Greetings, Tom, and welcome to Fooldom.

<<My parents are 53. They both work, but do not have a huge amount of savings. As the most money-savvy child, I think it will be my responsibility to take care of them in the future. My dad has a small IRA, and my mom has a small 401K. I know I'll need to talk to them, see how much they'll need in retirement, see how much they have, and so on. I think I'll need to see if they can save more.

However, to start, I'm curious as to how much they can get from Social Security. I'm under the impression that there's a set amount that you need to contribute over your lifetime. Then, your payments depend on whether you start receiving the benefit at 62, or 65, or whatever. Is that right?

My dad has worked for over 30 years. Most of that time, he's been self-employed, so he's paid the 15.3% S-E tax. That should definitely cover him, right? My mom has worked for maybe 10 years (non-consecutively), some part time and some full time. She probably hasn't paid the full amount. Are things taken jointly?

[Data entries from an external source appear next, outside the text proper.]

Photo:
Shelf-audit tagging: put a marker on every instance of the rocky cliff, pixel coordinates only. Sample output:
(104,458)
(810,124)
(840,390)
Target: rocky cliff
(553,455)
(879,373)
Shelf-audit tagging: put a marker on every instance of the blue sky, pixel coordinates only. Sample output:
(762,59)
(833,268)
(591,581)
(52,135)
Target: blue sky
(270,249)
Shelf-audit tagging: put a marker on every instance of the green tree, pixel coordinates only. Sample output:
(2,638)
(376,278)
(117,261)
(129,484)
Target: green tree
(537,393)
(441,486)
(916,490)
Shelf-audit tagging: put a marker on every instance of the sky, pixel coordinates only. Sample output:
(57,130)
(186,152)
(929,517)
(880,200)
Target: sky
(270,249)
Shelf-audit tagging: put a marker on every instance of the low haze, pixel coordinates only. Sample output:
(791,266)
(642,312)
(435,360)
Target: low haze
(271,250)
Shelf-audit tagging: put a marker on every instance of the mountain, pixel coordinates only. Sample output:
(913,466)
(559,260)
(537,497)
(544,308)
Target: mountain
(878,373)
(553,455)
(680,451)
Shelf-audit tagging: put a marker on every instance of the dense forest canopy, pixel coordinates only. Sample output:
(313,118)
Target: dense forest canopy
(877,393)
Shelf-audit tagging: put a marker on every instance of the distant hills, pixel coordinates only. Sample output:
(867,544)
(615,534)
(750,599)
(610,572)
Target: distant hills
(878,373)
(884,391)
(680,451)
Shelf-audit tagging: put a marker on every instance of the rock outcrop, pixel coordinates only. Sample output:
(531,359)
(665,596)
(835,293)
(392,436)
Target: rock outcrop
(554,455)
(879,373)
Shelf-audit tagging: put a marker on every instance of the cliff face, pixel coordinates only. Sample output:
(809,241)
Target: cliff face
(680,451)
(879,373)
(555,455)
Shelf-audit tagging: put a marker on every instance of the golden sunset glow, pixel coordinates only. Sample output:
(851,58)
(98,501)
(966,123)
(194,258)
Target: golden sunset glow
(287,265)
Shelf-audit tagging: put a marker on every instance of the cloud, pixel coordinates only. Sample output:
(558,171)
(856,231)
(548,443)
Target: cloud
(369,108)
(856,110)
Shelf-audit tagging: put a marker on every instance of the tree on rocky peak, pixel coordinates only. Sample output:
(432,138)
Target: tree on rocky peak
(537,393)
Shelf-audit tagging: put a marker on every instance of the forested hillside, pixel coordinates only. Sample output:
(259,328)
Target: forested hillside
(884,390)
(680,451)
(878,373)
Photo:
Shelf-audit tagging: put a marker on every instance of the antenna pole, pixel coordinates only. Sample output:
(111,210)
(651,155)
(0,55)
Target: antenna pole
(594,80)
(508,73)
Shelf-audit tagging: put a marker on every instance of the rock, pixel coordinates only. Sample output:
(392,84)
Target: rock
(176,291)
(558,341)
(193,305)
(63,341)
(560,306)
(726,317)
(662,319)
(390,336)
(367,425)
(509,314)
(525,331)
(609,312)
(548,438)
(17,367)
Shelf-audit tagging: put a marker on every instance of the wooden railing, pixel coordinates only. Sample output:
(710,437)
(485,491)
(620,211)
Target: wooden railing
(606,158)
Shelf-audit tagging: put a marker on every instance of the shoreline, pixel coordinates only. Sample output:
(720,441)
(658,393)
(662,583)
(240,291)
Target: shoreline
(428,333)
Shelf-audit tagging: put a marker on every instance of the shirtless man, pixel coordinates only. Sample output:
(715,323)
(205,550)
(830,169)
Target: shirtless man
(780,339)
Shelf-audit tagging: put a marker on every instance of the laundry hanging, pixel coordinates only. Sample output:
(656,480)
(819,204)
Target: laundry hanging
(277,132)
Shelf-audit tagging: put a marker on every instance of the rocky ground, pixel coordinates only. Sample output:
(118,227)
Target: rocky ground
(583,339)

Is there some government web page that has this information?>>

Both your mom and your dad have worked sufficient quarters to be covered under Social Security on their own work records starting at age 62. At that age, though, it's only about 80% of what they would get if they waited until age 65 or later. And your mom will get more most probably if she draws on your father's record, which she is entitled to do. At age 65, that's half of what your dad would draw.

The best way to examine these issues is to go to the Social Security Administration website at That site discusses a whole host of issues and even lets them request a Personal Earnings Benefits Estimate on line. The latter will show them an estimate of what they would get if they retired at age 62, 65 or 70 based on their work history and what they say they'll earn this year and next. Those statements will go a long way to answering the money question.